Sunday, March 22, 2015

Sports Genes - Hype, Hoopla, and Hubris

The Indian legend of The Three Blind Men and the Elephant is an apt metaphor for any random collection of three biotechnology entrepreneurs. Each is raptly focused on his personal locus, blind to the deep complexity just beyond his grasp.

Of course, "entrepreneur" in the medical field is for many of us a code word for con artist. Recent news from a "sports genetics" company (the concept itself is an affront to science) follows closely on the heels of several questionable corporate attempts to wrest dollars from the unsuspecting. Ventures such as deCODE, Navigenics, and 23andMe are case study exemplars of high-flying hype that has crashed to earth. Selling ACTN3 genetic tests is merely the newest version of snake oil.

A New York Times article (1) discusses the rationale for this type of testing, which is simplistic at best and crassly greed-inspired at worst. Recent work has demonstrated an association between the ACTN3 577R allele and elite sprint athletic performance. The suggestion is that alpha-actinin-3 has a beneficial effect on fast-twitch skeletal muscle function. Also, knockout mice who have lost ACTN3 expression demonstrate "a shift in muscle metabolism toward the more efficient aerobic pathway" [OMIM description of ACTN3 Molecular Genetics].2

The company wishes us to naively conclude that individuals with the R allele will become sprinters and exploders (powerlifters, long jumpers, and hurdlers) and those homozygous for the X allele (no protein expression) will become marathoners.

This is a good fantasy, maybe, but not good science. I was a terrific jumper when I was a teenager. At 6 feet tall, I could put the basketball on the rim. If I had two more inches, I could have dunked. I could do a standing long jump of 8 feet, 6 inches. I was a sprinter for my junior high track team.

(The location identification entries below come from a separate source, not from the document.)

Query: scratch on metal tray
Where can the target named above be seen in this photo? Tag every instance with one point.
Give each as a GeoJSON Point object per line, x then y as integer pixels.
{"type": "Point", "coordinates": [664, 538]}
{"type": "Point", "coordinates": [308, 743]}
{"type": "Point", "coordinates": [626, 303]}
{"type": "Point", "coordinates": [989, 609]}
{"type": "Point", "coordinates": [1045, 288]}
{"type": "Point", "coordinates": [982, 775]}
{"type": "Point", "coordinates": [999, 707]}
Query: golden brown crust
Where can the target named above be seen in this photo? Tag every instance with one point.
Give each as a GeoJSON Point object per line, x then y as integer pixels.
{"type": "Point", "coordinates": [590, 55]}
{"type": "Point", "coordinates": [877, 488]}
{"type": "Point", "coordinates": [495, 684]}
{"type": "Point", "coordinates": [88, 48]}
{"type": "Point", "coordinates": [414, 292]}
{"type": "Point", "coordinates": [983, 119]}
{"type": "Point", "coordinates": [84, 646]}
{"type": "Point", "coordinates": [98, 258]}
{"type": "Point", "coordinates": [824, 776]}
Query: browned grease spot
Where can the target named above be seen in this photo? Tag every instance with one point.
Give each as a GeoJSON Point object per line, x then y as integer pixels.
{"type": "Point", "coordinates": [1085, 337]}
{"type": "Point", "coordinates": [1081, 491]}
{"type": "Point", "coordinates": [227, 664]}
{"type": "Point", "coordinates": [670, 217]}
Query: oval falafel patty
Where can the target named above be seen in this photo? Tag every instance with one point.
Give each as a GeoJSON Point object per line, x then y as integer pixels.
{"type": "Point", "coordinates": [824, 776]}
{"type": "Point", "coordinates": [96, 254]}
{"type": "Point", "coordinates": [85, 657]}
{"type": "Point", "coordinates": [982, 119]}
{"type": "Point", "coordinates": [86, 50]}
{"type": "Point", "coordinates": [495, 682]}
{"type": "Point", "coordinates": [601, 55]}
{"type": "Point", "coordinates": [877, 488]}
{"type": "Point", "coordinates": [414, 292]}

As an adult, I was a runner. I ran 10K races for the NYC Road Runners Club. Now 10K is not really endurance, but it's almost an hour of running at my slower pace. For sure, that's not a 100-meter dash.

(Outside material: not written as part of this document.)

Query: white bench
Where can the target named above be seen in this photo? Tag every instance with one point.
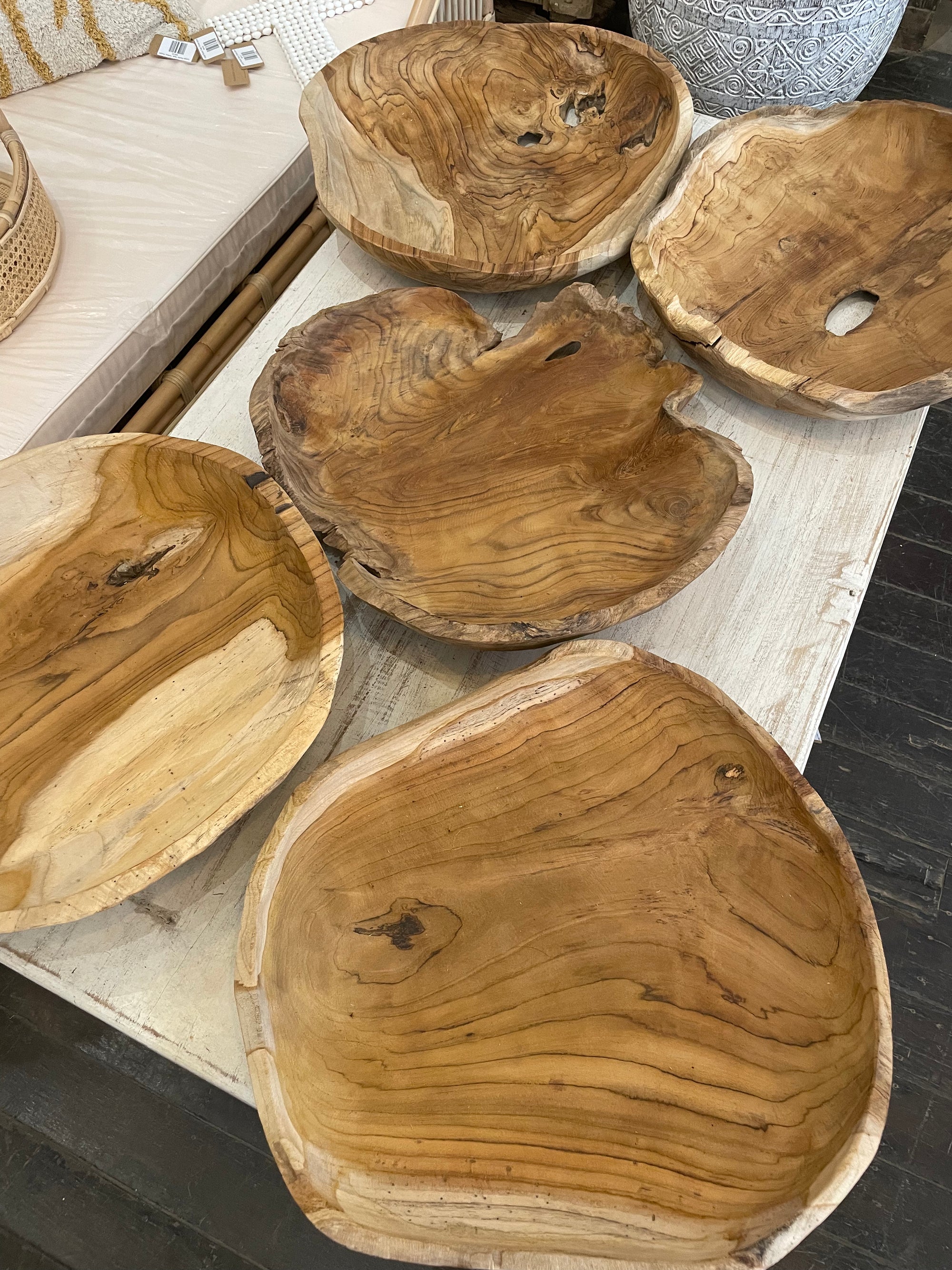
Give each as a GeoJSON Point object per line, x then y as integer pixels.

The Times article mentions an Olympic long jumper who was homozygous for the X allele. By the simplistic "sports gene" interpretation, he should have been an endurance athlete.

These two counterexamples are not real evidence, but they make the point. Athletic performance results from a rich amalgam of genetic, environmental, and social factors. From the genetic viewpoint alone, regulatory feedback mechanisms make any phenotype a highly dynamic outcome.

The downstream product of ACTN3 may be alpha-actinin-3, but the one-to-one correspondence the company is promoting is just that - promotion.

1 Macur J: Born to run? Little ones get test for sports gene. The New York Times, November 29, 2008.

2 Online Mendelian Inheritance in Man Online Database.